Congress has pending several bills that would set a federal interest rate limit on consumer loans. One limit already in law applies to active members of the military and their family members—the Military Lending Act. Passed in 2006, it limits interest and fees on most consumer loans to 36%. One of the bills, the Veterans and Consumers Fair Credit Act, would extend these protections to all consumers. Senator Sanders (I-VT) also has a bill that would cap rates at 15% interest. The experience of South Dakota evidences strong consumer support for these types of measures and that concerns over buyers’ remorse should rates be capped are overblown.

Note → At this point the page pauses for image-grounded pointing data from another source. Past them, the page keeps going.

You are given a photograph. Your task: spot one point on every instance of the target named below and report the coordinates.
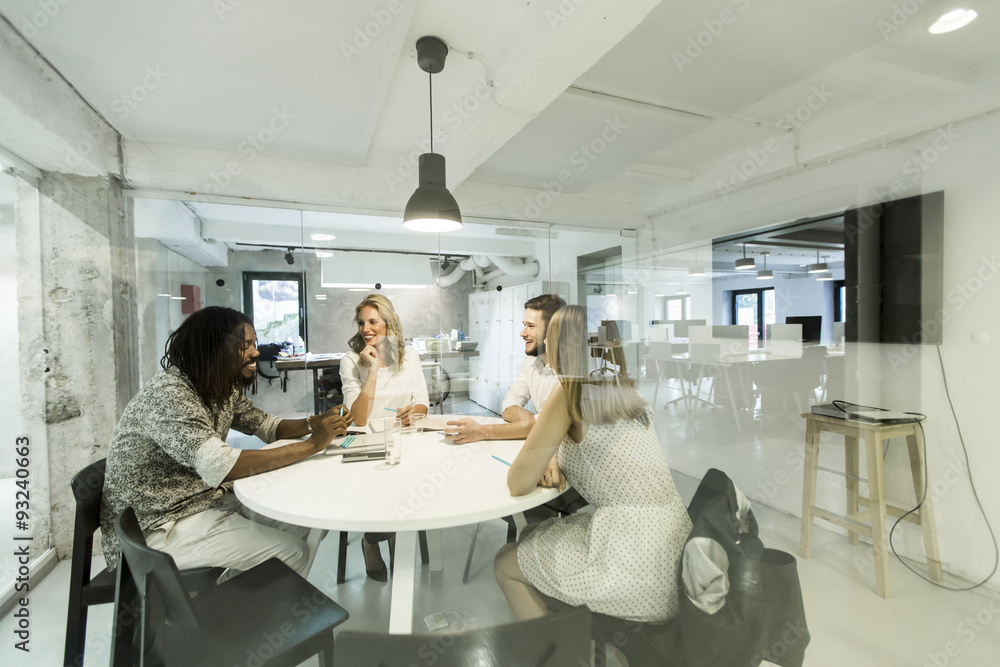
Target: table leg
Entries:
(316, 401)
(851, 461)
(434, 550)
(315, 536)
(401, 605)
(915, 445)
(876, 505)
(809, 486)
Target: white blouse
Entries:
(393, 388)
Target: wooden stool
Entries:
(875, 505)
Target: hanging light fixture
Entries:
(431, 207)
(818, 267)
(764, 274)
(746, 263)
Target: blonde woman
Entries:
(381, 372)
(622, 559)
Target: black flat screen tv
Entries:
(812, 325)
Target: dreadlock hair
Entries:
(207, 348)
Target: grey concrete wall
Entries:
(85, 349)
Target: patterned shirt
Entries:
(168, 455)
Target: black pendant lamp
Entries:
(431, 207)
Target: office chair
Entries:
(557, 640)
(268, 615)
(84, 591)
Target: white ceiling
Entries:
(340, 116)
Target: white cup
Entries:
(393, 441)
(417, 421)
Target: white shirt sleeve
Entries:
(520, 392)
(418, 383)
(352, 377)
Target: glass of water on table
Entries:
(393, 440)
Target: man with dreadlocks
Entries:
(170, 463)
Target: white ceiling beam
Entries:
(554, 43)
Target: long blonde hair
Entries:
(593, 401)
(395, 344)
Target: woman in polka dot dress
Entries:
(622, 559)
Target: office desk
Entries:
(437, 485)
(315, 363)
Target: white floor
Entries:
(919, 625)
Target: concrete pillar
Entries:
(82, 344)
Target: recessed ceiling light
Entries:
(953, 20)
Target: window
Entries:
(275, 302)
(754, 308)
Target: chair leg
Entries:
(424, 555)
(326, 653)
(76, 629)
(468, 560)
(125, 620)
(342, 558)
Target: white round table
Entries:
(436, 485)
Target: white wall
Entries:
(9, 391)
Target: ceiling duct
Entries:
(488, 268)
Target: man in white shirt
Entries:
(533, 383)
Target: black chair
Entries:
(268, 615)
(84, 591)
(378, 537)
(559, 640)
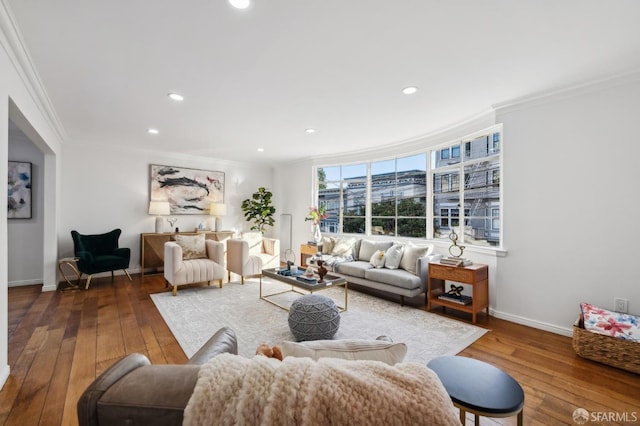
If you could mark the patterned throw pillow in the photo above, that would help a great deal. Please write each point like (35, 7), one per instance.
(615, 324)
(377, 259)
(193, 246)
(392, 256)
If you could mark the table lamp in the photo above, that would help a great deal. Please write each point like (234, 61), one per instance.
(159, 209)
(217, 210)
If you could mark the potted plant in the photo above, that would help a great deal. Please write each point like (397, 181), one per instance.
(259, 210)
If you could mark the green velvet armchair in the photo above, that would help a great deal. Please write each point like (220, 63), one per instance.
(100, 253)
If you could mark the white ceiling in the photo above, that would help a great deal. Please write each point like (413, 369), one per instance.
(259, 77)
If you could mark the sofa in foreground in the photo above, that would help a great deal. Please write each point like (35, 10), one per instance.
(219, 387)
(393, 267)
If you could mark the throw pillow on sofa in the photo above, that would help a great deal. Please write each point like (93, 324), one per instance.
(367, 248)
(377, 259)
(411, 254)
(193, 246)
(343, 247)
(392, 256)
(353, 349)
(327, 244)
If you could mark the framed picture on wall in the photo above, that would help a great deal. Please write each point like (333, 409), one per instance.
(19, 202)
(189, 191)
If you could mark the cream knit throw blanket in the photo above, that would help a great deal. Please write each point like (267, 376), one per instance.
(233, 390)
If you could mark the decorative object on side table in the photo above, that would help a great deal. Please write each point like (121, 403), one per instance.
(316, 214)
(456, 252)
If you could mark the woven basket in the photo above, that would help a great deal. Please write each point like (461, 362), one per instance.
(620, 353)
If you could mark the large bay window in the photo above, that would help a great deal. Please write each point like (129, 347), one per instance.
(459, 182)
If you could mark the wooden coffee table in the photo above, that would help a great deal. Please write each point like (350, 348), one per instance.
(301, 287)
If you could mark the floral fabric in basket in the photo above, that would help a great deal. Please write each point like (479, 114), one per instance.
(615, 324)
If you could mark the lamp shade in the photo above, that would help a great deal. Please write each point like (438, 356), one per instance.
(159, 208)
(218, 209)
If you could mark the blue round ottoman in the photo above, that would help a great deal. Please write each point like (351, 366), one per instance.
(314, 317)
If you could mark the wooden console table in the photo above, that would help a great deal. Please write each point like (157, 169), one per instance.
(152, 245)
(476, 275)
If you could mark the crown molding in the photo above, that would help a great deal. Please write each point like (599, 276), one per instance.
(12, 44)
(567, 92)
(450, 133)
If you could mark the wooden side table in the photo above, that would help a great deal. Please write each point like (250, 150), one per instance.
(476, 275)
(306, 251)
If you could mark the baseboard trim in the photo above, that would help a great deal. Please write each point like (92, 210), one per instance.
(24, 282)
(552, 328)
(4, 375)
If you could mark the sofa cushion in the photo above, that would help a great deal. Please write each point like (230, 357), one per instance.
(367, 248)
(353, 349)
(395, 277)
(193, 246)
(254, 239)
(411, 254)
(343, 247)
(377, 259)
(393, 256)
(356, 268)
(327, 244)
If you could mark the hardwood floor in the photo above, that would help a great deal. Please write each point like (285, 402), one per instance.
(60, 341)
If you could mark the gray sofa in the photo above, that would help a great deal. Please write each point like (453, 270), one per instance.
(132, 391)
(406, 277)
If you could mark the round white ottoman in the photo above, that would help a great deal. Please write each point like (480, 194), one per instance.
(314, 317)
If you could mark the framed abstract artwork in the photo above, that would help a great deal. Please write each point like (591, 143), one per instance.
(19, 201)
(189, 191)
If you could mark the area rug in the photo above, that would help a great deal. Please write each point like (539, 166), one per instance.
(195, 314)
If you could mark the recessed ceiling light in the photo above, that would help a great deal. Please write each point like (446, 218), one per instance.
(240, 4)
(176, 97)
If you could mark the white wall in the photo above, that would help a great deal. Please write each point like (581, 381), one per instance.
(105, 188)
(571, 170)
(21, 97)
(26, 236)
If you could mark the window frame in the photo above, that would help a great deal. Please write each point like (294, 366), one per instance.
(466, 156)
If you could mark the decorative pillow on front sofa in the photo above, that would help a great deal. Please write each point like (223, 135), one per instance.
(377, 259)
(193, 246)
(615, 324)
(354, 349)
(411, 254)
(327, 244)
(343, 247)
(393, 256)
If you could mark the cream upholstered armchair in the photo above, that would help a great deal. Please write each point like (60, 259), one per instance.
(249, 255)
(193, 259)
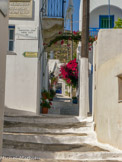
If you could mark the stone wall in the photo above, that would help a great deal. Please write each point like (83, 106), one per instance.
(107, 72)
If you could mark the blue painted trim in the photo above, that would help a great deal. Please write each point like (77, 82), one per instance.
(104, 16)
(11, 27)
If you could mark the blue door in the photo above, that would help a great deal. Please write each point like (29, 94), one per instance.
(104, 21)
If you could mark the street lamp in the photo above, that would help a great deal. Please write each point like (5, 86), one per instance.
(69, 15)
(109, 13)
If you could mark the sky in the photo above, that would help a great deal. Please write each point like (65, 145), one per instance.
(76, 4)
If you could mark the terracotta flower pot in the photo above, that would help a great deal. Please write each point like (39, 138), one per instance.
(44, 110)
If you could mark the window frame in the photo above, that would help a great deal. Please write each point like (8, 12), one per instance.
(119, 88)
(106, 16)
(11, 27)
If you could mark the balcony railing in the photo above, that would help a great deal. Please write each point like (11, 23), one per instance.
(53, 8)
(93, 31)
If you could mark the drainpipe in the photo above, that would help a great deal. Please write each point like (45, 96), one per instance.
(109, 10)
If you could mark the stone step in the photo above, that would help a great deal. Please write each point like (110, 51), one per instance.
(49, 139)
(12, 124)
(61, 156)
(47, 119)
(41, 147)
(52, 160)
(38, 130)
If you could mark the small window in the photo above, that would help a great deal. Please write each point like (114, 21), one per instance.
(104, 22)
(11, 38)
(120, 88)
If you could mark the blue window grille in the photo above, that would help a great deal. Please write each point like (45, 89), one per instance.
(53, 8)
(11, 38)
(105, 20)
(93, 31)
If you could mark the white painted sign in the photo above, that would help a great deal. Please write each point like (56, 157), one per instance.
(20, 8)
(27, 32)
(4, 7)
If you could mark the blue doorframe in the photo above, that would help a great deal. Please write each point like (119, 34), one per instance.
(106, 16)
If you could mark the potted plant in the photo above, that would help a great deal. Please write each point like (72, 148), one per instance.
(52, 94)
(45, 101)
(45, 104)
(45, 94)
(74, 100)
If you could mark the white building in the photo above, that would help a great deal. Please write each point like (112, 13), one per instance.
(100, 14)
(23, 64)
(3, 51)
(27, 68)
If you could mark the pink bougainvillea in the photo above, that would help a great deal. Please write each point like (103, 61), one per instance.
(69, 72)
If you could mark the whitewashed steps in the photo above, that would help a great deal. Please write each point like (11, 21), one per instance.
(53, 137)
(52, 160)
(49, 138)
(76, 156)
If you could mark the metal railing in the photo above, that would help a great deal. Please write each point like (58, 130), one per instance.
(93, 31)
(53, 8)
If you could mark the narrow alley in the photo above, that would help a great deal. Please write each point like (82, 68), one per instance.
(52, 138)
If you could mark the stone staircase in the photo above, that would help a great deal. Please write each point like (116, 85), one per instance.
(53, 138)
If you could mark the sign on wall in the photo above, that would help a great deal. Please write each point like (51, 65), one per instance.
(3, 7)
(20, 8)
(27, 32)
(30, 54)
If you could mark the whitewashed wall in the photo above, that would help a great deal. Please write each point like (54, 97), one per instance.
(98, 7)
(3, 51)
(23, 74)
(103, 10)
(107, 108)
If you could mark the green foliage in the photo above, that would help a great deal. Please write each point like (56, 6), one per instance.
(52, 93)
(45, 99)
(118, 23)
(45, 103)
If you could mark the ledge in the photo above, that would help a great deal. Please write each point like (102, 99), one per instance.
(120, 101)
(11, 53)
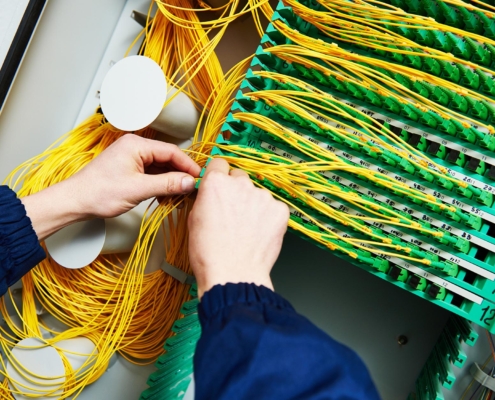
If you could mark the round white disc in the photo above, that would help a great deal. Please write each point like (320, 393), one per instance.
(44, 361)
(77, 245)
(79, 351)
(133, 93)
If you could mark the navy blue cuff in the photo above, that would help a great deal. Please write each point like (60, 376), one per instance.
(220, 297)
(19, 246)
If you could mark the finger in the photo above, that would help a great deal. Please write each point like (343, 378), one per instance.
(238, 173)
(169, 184)
(218, 165)
(158, 152)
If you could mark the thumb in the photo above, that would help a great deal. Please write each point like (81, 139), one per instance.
(167, 184)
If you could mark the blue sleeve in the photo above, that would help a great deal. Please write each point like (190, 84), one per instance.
(19, 247)
(255, 346)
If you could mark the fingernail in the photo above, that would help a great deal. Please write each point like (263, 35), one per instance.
(188, 184)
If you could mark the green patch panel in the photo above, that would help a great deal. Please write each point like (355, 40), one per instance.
(466, 76)
(447, 355)
(461, 271)
(175, 366)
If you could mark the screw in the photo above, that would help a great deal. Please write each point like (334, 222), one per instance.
(402, 340)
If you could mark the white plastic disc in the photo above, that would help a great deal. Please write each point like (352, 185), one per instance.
(78, 351)
(133, 93)
(44, 361)
(77, 245)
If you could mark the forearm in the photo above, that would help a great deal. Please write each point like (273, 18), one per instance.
(53, 209)
(254, 345)
(19, 247)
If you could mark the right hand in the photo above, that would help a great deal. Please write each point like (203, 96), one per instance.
(235, 229)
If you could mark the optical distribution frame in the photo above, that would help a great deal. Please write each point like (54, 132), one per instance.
(456, 239)
(461, 275)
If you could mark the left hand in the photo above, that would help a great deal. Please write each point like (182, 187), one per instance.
(129, 171)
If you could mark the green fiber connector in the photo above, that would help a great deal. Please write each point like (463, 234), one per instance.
(488, 25)
(479, 169)
(442, 152)
(406, 166)
(422, 89)
(368, 151)
(404, 81)
(194, 290)
(431, 9)
(445, 183)
(268, 59)
(485, 198)
(450, 16)
(441, 42)
(460, 160)
(426, 175)
(491, 49)
(468, 77)
(428, 120)
(448, 127)
(403, 275)
(464, 192)
(390, 158)
(424, 37)
(474, 222)
(462, 245)
(397, 57)
(337, 85)
(488, 142)
(468, 135)
(471, 22)
(189, 336)
(417, 282)
(450, 72)
(413, 61)
(454, 268)
(392, 105)
(441, 266)
(432, 66)
(422, 144)
(405, 31)
(303, 71)
(414, 6)
(185, 323)
(353, 89)
(480, 55)
(409, 111)
(418, 253)
(441, 96)
(437, 292)
(189, 307)
(477, 109)
(373, 98)
(320, 77)
(459, 103)
(452, 215)
(459, 47)
(450, 268)
(353, 145)
(487, 85)
(433, 207)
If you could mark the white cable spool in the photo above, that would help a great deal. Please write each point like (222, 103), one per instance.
(41, 361)
(133, 95)
(79, 244)
(80, 352)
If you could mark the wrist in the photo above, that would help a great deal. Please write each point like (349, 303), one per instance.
(205, 283)
(53, 209)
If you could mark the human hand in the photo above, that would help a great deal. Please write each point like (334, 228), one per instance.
(235, 229)
(129, 171)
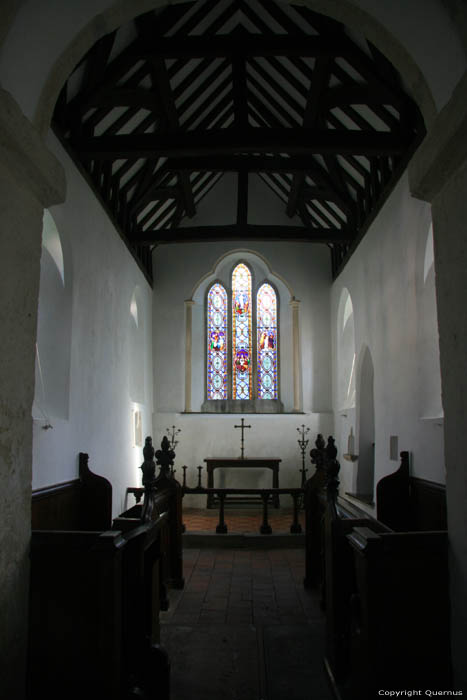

The authors did not receive financial support from any firm or person for this article or from any firm or person with a financial or political interest in this article. They are currently not an officer, director, or board member of any organization with an interest in this article.
- From South Dakota Small Claims Court Files. Accessed May 2018. See Figures 2 and 3 and Table 2 of “The Sky Doesn’t Fall: Life After Payday Lending in South Dakota.”
- “Let My People Go: South Dakotans Stop Predatory Lending,” documentary by CRL and South Dakotans for Responsible Lending, quote from Onna LeBeau, Executive Director Black Hills Community Loan Fund, timestamp 22 minutes: “We actually developed our consolidated debt loan to tackle the payday loan issue. Because we had several individuals that would have three, four, five payday loans that they needed to take care of. And so we would pay them all off and then they would start to make their payments to us and we've had some clients actually pay off their debt. Whereas, if they were still paying the payday loans centers, they'd probably still be paying the $25 minimum payment and not making a dent in the overall principle. And still maybe, taking out additional loans.”
- Page 18 of “The Sky Doesn’t Fall: Life After Payday Lending in South Dakota.”
- Page 19 of “The Sky Doesn’t Fall: Life After Payday Lending in South Dakota.”